SHANGHAI/HONG KONG — Chinese companies are staring at the prospects of a drought of new equity capital as tougher domestic IPO rules and challenges in listing overseas severely curb their fundraisings, putting at risk the floundering economy’s recovery.
China’s securities watchdog has sharply tightened scrutiny of IPOs this year, leading to companies scrapping domestic listing plans in droves, with some turning to offshore markets such as Hong Kong and New York.
However, sharper scrutiny of IPO hopefuls in the U.S. amid geopolitical tensions and a weaker Hong Kong market will stymie offshore listings for many, highlighted by Alibaba’s move this week to ditch the Hong Kong IPO plan of its logistics unit.

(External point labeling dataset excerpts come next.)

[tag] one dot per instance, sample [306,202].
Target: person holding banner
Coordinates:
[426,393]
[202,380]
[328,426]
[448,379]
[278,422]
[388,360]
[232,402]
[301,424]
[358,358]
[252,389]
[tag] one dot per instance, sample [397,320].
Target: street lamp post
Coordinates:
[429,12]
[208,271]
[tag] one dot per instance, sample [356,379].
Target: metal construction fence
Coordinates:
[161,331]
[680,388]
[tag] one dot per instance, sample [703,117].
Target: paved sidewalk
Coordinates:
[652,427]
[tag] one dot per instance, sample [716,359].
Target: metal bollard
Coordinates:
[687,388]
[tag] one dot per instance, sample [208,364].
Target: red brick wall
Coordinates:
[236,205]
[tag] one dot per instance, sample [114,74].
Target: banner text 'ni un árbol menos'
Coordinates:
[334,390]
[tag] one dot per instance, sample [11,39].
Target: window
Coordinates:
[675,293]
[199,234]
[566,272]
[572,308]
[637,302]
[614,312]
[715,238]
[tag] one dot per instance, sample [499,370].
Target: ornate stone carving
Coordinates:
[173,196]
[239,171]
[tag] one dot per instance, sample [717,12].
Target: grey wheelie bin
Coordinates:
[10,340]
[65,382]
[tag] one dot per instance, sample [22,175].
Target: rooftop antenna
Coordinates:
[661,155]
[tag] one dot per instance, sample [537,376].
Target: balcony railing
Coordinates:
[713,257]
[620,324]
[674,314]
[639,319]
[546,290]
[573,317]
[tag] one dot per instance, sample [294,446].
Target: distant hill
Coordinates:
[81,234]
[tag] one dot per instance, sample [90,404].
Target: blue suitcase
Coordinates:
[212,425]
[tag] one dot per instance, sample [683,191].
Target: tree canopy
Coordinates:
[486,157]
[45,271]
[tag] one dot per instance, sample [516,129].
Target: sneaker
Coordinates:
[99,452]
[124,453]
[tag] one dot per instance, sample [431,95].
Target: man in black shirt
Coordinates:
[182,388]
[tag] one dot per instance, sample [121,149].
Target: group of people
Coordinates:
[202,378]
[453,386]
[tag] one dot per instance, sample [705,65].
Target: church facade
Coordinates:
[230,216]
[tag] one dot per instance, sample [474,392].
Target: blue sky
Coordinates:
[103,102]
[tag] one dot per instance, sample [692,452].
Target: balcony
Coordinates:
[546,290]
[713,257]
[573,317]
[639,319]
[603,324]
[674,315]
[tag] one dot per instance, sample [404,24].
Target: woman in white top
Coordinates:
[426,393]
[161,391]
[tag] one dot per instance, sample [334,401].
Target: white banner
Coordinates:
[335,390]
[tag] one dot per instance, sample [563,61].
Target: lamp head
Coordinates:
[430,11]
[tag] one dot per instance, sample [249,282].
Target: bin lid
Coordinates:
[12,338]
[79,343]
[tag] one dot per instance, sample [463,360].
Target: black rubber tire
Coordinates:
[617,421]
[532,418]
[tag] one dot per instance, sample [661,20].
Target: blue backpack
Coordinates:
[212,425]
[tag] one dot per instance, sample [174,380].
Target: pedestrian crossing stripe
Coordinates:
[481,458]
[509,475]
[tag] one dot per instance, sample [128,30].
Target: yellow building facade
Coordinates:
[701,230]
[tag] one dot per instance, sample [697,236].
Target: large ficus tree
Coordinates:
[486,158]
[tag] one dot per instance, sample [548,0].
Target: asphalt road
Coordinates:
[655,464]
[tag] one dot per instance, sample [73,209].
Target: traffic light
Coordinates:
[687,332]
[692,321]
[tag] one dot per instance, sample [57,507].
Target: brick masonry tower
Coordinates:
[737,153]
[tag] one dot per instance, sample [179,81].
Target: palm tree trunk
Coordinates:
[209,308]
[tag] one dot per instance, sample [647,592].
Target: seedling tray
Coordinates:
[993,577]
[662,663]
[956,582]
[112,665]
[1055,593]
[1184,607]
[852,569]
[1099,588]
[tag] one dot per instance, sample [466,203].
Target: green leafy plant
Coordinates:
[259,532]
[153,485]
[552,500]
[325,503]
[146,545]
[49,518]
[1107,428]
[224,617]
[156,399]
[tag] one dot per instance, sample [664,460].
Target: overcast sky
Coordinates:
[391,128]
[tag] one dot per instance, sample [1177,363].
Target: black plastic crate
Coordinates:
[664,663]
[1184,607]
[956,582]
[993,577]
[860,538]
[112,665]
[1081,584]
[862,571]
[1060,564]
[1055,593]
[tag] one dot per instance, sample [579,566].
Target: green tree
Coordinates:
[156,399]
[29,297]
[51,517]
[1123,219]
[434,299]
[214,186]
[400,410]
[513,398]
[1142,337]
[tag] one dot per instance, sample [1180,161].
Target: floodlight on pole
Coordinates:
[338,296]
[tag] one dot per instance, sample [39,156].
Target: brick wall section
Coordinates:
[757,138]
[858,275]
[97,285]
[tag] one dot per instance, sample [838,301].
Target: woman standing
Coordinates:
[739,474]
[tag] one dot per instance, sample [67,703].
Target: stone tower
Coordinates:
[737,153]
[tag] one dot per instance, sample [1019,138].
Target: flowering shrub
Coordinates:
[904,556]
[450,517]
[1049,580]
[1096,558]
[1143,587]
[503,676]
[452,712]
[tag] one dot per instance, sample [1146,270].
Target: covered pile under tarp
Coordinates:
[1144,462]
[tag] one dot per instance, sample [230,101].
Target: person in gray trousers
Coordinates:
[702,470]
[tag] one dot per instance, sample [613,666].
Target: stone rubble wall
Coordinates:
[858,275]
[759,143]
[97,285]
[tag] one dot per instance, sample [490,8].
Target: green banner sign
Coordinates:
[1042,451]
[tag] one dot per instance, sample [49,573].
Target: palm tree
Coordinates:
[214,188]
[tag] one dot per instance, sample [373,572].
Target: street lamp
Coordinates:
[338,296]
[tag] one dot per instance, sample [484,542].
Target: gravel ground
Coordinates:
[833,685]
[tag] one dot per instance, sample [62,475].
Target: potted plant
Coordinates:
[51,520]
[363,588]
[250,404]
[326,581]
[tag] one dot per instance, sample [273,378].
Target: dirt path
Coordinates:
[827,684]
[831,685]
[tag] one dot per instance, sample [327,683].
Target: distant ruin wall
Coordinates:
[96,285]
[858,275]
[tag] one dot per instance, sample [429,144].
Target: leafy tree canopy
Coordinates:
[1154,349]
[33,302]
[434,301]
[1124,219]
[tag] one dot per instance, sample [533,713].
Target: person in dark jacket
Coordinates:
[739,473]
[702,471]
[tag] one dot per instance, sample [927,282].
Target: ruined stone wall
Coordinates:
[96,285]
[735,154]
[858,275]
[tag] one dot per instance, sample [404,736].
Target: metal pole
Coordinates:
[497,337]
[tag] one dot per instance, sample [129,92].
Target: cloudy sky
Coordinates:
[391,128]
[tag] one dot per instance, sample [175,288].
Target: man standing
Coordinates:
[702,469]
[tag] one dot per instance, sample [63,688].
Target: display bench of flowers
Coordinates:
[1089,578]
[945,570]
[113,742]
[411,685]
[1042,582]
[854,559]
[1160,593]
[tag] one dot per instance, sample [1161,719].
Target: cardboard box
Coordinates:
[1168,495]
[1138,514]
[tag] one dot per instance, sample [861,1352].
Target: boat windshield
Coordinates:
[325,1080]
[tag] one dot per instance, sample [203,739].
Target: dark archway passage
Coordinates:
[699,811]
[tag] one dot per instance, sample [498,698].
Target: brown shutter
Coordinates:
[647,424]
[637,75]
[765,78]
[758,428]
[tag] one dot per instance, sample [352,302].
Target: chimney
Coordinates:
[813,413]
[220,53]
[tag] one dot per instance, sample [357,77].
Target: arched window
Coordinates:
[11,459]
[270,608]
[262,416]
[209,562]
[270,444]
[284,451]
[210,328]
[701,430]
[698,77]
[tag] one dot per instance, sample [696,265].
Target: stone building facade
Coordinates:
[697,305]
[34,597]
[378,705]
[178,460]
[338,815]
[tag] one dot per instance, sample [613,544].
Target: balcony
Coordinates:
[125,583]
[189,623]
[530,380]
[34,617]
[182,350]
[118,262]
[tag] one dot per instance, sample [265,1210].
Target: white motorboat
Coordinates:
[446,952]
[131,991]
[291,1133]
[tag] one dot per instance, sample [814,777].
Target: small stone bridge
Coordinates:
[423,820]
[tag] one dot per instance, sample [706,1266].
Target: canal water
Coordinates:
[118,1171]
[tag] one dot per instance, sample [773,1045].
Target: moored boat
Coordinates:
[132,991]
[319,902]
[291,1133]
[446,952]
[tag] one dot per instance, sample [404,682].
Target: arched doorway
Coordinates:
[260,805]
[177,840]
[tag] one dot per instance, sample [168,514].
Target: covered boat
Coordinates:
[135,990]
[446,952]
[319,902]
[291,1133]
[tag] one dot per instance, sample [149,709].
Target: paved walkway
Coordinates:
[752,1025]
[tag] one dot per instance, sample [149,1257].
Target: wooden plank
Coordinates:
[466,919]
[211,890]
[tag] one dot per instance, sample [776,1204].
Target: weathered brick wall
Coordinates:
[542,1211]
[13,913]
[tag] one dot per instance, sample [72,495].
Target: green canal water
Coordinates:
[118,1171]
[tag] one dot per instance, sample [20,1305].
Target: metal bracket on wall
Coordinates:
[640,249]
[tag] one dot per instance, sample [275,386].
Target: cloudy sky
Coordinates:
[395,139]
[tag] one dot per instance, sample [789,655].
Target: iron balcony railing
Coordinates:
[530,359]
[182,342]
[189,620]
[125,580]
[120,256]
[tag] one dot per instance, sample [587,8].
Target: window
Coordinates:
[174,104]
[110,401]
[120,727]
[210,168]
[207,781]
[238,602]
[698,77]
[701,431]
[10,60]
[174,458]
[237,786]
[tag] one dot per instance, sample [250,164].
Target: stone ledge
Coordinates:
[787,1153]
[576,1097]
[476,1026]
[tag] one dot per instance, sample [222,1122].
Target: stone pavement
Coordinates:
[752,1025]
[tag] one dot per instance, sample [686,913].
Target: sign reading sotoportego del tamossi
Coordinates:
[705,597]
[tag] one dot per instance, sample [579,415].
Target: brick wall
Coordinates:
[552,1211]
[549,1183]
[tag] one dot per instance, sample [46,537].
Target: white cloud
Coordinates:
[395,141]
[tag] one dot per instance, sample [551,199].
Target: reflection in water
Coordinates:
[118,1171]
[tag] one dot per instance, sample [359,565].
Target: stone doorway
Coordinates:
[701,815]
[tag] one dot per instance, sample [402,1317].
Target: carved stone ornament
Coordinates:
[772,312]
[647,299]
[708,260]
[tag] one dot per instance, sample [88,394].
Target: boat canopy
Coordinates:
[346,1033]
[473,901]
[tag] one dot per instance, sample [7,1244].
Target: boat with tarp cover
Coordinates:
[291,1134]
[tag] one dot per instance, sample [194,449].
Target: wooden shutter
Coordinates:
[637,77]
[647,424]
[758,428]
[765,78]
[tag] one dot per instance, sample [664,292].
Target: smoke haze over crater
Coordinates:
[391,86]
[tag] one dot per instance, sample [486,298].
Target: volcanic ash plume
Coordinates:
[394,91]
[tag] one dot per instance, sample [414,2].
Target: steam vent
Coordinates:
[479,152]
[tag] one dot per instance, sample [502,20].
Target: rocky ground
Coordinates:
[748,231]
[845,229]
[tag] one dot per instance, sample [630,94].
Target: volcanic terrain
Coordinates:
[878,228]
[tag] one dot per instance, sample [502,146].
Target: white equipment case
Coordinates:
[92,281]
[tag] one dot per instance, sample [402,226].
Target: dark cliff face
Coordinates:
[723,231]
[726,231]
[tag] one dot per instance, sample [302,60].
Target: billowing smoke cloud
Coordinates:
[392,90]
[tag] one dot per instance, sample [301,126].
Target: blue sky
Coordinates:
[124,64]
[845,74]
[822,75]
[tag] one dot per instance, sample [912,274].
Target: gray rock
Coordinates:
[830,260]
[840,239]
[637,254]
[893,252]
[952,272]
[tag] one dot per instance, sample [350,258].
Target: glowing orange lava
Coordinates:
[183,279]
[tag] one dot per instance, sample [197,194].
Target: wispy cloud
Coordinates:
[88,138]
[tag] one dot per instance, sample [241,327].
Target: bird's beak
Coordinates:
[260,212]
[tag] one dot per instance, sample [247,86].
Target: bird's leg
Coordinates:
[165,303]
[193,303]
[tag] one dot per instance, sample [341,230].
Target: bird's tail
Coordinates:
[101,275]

During January-March 2024, money raised via China IPOs plunged two-thirds from a year ago to just $2.4 billion, the smallest quarterly fundraising since the fourth quarter of 2018, and down 82 percent from a year earlier, preliminary LSEG data showed.
READ: Regulatory logjam in China offshore listings hits firms’ funding plans
The sudden freeze of an IPO market that was the world’s biggest in 2023 and 2022 comes after the securities watchdog, under new chairman Wu Qing, vowed to step up scrutiny of listing candidates and crack down on any lapses.
The IPO tightening “would make it increasingly difficult for small companies to raise capital” and for private equity investment to exit, said Andrew Qian, CEO of Shanghai-based investment and advisory firm New Access Capital.
“IPOs in China will become scarce resources,” said Qian, who is now helping some companies list on Nasdaq instead.
Drivers of growth, employment in China
For venture capitalists, the difficulty to exit will, in turn, lead to difficulty in fundraising, and “it would be increasingly challenging to invest in early-stage, small, hi-tech companies”, said Qian.
These are the kinds of companies that are the crucial drivers of economic growth and employment in China.
The sharp plunge in IPOs comes against the backdrop of a stock market rout at the beginning of the year after mainland shares lagged global stocks for three years, and deflation at levels unseen since the global financial crisis of 2008-09.
READ: Chinese companies axe IPO plans amid listing scrutiny
Raising debt and private capital is tough too for small-sized companies, mainly technology startups, due to their early-stage business models and weaker credit profile. This is likely to leave some with little choice other than to rein in growth plans and cut costs.
“When the economy is slowing, you should make use of the capital markets to help companies wade through difficulties as soon as possible,” said Yang Chongyi, a financial adviser who helps Chinese companies list overseas.
So far this year, though, the Shanghai and Shenzhen stock exchanges have accepted zero IPO applications.
China this month unveiled a set of rules to tighten scrutiny over IPOs, public companies and underwriters. In addition, it curbed IPOs also to reduce equity supply and ease selling pressure in a wobbly secondary market.
Tighter scrutiny
With the tighter scrutiny and shrinking liquidity triggering uncertainty about domestic listings, many companies are giving up hopes to list – more than 80 IPO candidates in China have terminated their plans to list at home so far this year.
Companies and underwriters “dare not” apply now as “once you hand in your application, you become vulnerable to punishment for fraud or negligence as regulators start poring over the materials,” said a banker on condition of anonymity.
The banker said he is advising some clients to go offshore.
So far this year, 38 Chinese companies have applied to list overseas, according data from the China Securities Regulatory Commission (CSRC), which vets such share sales under a one-year-old filing system.
Five of them, including Kepuni Holdings and Huajin (China) Holdings Ltd, are aiming for a U.S. listing, while the rest are eyeing Hong Kong.
“There’s more certainty in Hong Kong’s stock market. Or put it another way, there’ re very clear rules in that market,” said Tang Jinghua, chairman of Shanghai Voicecomm Information Technology Co, which got CSRC’s nod this month.
Tang said the company will still seek a mainland listing in future.
Uncertainty of overall vetting process
Jiangsu Guofu Hydrogen Energy Equipment Co, another Chinese company seeking a Hong Kong listing, said it scrapped a plan to list in Shanghai “considering the uncertainty of the overall vetting process” according to an exchange filing on March 20.
Sino-US tensions and weaker Hong Kong markets are, however, not going to make offshore listing easier – Alibaba dropped plans to list its Cainiao unit in Hong Kong citing dour “overall environment for doing capital markets” deals.
Chinese firms also need to go through a regulatory approval process, kicked off last April, to list offshore.
“In the next few years, the chance of a domestic IPO is slim for Chinese startups,” said a Shanghai-based executive at a Chinese private equity firm, who declined to be named as he was not authorised to speak to the media.
Tapping capital offshore is also difficult as “the Hong Kong market is relatively small and illiquid, while listing in the U.S. won’t become mainstream due to geopolitical factors. The upcoming U.S. election is another source of uncertainty,” the executive added.